Some of the data was impacted by the timing of purchases to avoid paying the new tax, according to the report.
“Many buyers moved their closings up to Q2, prior to the tax taking effect, robbing the third quarter of those deals,” the report said.
About 9.7% of third-quarter sales were properties priced above $3 million, down from 15% a year ago. The last time the share was that low was in 2012, the report said.
Sales of homes priced under $500,000 jumped 35%, while sales of properties costing $20 million and more tumbled 33%, the report said.
“The trend is increasingly sharp, signaling a buyer pool shifting interest from the luxury space to more affordable properties,” Derderian said.

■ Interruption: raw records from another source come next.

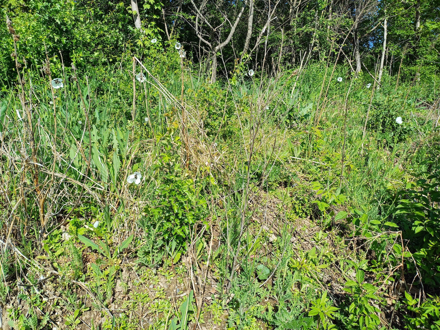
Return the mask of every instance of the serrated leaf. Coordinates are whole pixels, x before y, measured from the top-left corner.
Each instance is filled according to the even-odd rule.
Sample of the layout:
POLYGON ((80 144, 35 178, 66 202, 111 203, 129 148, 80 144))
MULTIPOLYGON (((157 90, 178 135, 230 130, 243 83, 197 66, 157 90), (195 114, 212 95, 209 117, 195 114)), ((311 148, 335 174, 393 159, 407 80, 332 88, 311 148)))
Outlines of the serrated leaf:
POLYGON ((338 220, 345 219, 347 217, 347 215, 348 215, 348 213, 346 212, 341 211, 338 212, 336 216, 334 217, 334 220, 337 221, 338 220))

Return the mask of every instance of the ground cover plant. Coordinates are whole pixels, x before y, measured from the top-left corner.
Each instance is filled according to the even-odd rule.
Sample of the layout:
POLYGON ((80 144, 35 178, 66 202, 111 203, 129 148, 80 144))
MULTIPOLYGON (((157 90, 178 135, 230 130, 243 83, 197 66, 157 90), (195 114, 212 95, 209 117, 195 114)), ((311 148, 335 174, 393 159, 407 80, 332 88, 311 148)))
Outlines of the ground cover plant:
POLYGON ((1 3, 0 327, 440 329, 437 4, 1 3))

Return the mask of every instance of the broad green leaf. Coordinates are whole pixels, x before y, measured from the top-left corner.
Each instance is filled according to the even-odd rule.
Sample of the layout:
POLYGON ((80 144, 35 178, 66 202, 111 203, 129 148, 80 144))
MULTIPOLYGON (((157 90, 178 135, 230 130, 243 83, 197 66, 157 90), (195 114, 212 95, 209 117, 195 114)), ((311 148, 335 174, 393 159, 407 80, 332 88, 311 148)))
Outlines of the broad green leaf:
POLYGON ((347 217, 347 215, 348 215, 348 213, 346 212, 341 211, 338 212, 336 216, 334 217, 334 220, 337 221, 338 220, 345 219, 347 217))
POLYGON ((257 274, 260 280, 267 279, 270 272, 269 268, 262 264, 257 266, 257 274))
POLYGON ((365 278, 365 273, 362 269, 359 269, 356 273, 356 280, 358 283, 361 284, 363 282, 364 279, 365 278))
POLYGON ((98 244, 93 243, 93 242, 88 238, 87 237, 84 237, 82 235, 78 235, 78 239, 85 244, 86 246, 91 247, 92 248, 92 250, 96 250, 97 251, 102 253, 103 254, 104 254, 104 251, 101 249, 99 246, 98 246, 98 244))
POLYGON ((130 243, 131 243, 132 241, 133 240, 133 238, 134 237, 134 235, 132 234, 128 237, 128 238, 122 242, 122 244, 121 244, 121 246, 118 246, 117 248, 120 252, 121 252, 122 250, 124 249, 126 249, 128 247, 128 246, 130 245, 130 243))

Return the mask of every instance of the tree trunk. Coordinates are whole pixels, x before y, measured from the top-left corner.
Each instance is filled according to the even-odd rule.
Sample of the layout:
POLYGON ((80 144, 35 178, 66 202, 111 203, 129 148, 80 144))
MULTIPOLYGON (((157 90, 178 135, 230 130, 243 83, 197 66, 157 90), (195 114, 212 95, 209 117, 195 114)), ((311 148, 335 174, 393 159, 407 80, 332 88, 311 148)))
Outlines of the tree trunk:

In addition to the state’s mansion tax, the new federal tax code that went into effect last year continued to impact the market. It capped deductions for state and local taxes, known as SALT, at $10,000. That had the effect of making it more expensive to own homes in states like New York, New Jersey, Connecticut and California that have high-priced real estate coupled with hefty property taxes.